The town centre hosts a regular farmers’ market, and offers lots of green spaces to enjoy a picnic of the fresh produce. For a small town, Ely is bustling with events and activities, from regular talks about local history and archaeology to cathedral concerts and folk festivals, so visitors are sure to find an interesting way to spend an evening.

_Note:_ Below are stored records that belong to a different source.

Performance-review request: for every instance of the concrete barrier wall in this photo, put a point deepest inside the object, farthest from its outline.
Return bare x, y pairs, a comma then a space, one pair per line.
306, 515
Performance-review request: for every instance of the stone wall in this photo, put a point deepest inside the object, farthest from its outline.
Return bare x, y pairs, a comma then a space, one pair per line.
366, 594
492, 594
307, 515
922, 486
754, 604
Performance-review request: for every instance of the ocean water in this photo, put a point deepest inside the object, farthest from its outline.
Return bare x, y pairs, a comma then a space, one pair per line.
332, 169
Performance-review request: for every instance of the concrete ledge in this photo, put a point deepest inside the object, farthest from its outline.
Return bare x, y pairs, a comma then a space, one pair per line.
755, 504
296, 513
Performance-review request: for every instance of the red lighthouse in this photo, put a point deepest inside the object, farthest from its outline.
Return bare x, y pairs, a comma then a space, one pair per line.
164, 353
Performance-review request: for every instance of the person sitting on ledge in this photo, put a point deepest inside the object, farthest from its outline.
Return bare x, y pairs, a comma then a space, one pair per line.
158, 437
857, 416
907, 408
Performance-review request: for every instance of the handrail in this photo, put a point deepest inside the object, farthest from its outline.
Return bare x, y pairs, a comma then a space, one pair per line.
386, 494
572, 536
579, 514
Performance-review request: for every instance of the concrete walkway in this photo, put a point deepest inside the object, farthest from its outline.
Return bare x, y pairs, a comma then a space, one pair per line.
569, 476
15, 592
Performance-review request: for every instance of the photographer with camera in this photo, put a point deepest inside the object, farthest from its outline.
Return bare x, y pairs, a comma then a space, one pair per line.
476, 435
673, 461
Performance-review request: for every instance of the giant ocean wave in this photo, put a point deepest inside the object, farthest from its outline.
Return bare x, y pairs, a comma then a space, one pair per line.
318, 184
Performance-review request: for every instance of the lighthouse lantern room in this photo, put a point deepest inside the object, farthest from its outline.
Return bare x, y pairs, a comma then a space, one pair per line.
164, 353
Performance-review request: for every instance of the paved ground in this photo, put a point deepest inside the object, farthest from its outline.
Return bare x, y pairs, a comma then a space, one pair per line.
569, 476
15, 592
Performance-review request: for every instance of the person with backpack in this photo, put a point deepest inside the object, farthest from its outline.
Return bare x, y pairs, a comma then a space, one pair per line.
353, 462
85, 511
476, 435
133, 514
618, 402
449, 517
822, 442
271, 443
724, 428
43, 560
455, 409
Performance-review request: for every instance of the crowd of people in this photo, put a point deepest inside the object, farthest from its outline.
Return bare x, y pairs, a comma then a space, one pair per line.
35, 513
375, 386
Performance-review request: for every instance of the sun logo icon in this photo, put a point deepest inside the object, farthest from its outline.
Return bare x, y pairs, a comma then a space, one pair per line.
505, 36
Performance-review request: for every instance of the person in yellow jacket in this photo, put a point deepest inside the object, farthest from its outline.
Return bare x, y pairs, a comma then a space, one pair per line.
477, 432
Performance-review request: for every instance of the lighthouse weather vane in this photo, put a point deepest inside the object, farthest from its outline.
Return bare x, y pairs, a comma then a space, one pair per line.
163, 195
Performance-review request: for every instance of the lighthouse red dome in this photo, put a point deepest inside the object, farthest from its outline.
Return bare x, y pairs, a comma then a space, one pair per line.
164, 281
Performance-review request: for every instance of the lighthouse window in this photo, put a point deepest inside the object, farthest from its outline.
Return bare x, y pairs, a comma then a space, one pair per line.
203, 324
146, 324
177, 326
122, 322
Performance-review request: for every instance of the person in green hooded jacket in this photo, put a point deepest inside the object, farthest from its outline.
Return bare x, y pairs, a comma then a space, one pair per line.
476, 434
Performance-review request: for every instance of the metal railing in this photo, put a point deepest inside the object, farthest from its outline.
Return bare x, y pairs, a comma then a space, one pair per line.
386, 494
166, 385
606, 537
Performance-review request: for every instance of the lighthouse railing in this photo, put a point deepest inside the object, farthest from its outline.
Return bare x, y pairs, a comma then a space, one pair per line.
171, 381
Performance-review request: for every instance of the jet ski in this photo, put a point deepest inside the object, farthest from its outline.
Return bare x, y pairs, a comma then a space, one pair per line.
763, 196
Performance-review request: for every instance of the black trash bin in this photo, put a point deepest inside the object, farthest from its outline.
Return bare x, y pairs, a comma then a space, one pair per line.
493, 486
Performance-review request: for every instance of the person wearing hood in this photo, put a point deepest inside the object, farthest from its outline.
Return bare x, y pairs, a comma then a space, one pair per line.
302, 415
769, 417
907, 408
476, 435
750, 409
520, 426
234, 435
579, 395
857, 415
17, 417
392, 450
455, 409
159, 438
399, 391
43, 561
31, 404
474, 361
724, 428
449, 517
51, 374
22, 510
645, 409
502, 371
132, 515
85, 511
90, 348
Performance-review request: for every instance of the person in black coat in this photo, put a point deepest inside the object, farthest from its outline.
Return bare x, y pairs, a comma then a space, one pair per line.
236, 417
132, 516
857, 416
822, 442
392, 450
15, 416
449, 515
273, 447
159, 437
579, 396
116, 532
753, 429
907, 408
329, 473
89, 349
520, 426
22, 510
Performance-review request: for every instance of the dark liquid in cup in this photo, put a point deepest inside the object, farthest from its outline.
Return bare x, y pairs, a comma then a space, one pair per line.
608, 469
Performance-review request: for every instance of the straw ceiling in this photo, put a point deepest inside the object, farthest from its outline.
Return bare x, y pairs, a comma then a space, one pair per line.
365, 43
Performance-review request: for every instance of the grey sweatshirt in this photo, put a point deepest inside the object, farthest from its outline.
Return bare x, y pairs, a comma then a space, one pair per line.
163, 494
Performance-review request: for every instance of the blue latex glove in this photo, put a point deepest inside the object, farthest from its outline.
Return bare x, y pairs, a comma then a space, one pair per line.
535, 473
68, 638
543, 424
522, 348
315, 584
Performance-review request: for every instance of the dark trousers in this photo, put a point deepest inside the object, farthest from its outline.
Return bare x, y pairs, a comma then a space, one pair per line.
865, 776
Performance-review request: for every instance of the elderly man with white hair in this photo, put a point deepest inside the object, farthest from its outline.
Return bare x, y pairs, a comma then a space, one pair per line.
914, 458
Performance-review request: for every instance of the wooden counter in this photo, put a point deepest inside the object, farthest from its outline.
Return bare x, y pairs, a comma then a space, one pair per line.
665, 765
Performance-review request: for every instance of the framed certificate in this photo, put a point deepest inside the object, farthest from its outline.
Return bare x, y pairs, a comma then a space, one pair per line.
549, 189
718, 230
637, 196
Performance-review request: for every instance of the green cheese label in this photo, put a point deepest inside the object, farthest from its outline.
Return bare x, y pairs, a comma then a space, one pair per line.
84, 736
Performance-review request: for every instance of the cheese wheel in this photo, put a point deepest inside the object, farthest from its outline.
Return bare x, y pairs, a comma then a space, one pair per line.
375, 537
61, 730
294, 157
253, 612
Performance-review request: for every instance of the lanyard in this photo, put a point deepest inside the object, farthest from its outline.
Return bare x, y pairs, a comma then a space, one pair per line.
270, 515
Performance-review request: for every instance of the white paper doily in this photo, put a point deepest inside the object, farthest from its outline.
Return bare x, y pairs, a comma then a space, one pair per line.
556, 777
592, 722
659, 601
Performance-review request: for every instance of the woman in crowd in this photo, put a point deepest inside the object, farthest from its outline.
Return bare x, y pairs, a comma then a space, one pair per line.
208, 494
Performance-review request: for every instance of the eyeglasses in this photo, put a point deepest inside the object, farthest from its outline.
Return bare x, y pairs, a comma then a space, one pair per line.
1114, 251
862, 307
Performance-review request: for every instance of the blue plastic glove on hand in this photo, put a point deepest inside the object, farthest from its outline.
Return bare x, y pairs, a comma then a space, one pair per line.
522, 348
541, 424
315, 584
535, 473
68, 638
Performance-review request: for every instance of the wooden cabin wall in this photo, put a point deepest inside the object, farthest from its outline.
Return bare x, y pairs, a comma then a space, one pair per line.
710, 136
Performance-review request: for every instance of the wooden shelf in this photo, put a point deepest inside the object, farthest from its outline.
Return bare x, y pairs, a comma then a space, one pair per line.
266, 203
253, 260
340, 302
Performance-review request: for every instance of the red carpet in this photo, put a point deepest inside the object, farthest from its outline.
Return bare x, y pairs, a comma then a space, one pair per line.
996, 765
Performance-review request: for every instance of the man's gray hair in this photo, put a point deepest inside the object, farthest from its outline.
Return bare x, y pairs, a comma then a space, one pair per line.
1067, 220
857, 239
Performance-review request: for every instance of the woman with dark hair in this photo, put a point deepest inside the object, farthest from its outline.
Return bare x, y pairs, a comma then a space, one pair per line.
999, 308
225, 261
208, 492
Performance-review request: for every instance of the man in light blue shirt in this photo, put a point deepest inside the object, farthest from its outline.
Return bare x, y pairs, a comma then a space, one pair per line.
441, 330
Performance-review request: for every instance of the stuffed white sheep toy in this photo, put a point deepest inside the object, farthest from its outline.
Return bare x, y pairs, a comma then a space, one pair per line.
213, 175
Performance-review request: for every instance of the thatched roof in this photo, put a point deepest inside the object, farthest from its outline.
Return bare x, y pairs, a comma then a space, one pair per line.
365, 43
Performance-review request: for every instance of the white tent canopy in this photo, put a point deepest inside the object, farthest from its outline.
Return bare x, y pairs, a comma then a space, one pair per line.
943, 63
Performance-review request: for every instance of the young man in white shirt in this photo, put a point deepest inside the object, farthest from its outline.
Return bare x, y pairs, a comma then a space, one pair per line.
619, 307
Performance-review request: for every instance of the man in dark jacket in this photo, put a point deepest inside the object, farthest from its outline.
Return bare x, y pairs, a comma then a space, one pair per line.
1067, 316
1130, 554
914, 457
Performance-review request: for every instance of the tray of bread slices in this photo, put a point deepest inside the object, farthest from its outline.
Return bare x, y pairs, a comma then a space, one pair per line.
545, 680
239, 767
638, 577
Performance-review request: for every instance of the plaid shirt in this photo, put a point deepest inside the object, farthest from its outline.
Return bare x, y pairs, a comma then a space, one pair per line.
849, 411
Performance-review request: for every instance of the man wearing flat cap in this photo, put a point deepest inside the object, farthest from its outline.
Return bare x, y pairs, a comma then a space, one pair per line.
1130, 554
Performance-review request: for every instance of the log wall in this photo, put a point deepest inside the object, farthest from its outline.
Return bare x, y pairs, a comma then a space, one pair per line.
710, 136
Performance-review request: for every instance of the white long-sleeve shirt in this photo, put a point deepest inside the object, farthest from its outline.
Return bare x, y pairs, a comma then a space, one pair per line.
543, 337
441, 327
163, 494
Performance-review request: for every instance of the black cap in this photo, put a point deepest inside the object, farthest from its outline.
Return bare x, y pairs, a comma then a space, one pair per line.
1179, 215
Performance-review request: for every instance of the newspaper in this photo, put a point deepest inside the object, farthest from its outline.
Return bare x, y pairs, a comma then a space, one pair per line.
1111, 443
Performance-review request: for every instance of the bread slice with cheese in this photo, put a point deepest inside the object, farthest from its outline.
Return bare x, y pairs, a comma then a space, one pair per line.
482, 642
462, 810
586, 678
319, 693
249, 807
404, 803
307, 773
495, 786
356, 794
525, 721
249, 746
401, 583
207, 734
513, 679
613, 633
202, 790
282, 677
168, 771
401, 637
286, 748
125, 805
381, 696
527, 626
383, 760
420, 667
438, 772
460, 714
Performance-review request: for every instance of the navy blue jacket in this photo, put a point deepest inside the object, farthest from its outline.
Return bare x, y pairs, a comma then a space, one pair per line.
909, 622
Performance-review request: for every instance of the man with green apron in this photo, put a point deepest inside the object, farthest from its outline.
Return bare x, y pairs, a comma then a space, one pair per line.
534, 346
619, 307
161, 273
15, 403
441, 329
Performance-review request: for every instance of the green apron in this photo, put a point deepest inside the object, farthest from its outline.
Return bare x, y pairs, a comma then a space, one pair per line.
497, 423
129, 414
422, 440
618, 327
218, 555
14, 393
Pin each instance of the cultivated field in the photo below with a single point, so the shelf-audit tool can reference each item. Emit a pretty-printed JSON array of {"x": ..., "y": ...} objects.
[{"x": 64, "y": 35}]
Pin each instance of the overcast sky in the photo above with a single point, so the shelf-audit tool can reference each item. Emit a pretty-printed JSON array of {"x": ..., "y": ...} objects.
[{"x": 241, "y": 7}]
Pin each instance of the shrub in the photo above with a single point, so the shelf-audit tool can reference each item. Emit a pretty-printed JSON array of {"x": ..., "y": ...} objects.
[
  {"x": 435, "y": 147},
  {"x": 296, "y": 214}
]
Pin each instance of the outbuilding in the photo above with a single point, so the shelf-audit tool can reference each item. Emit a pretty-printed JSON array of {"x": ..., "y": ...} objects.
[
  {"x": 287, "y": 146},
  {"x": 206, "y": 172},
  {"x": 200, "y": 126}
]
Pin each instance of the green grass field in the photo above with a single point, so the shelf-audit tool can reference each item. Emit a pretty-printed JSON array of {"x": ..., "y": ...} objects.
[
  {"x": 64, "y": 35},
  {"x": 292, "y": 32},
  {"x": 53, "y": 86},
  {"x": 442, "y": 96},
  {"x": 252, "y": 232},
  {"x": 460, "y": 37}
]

Ely is also a short drive from Wicken Fen nature reserve and mill
, Welney Wildfowl and Wetlands Trust
, and for the young at heart, the nearby village of Witcham
is home to the World Pea Shooting Championship
Where to stay
The Lamb Hotel
, a former coaching inn, is a well located and one of few hotels in Ely itself. Referred to by Bishop Fordham in historical documents dating from 1416, it boasts an interesting history and close proximity to the cathedral. Rooms start at £90 for a double. Smaller B&Bs can be found in nearly all of the surrounding villages, with more luxurious options available in nearby Cambridge.
Where to eat
The well-established Peacocks tearoom
attracts visitors from across the world, and is a former winner of the prestigious Britain’s Top Tearoom award. Serving traditional cream teas on antique china and delicious lunches in a quintessentially English tearoom, cluttered with books and pretty teapots, Peacocks is not to be missed. For an evening meal, the riverside Boathouse Restaurant
serves traditional English meals, often featuring eels – an old local speciality (and the origin of the town’s name).
Tell us a local secret
After her death in 679, princess (and now saint) Etheldreda, who founded the cathedral site, was buried at her original church. When the body was recovered to be placed in a larger sarcophagus, they found it perfectly preserved, and her mummified hand was claimed by Ely’s St Etheldreda’s Church on Egremenont Street and remains there today.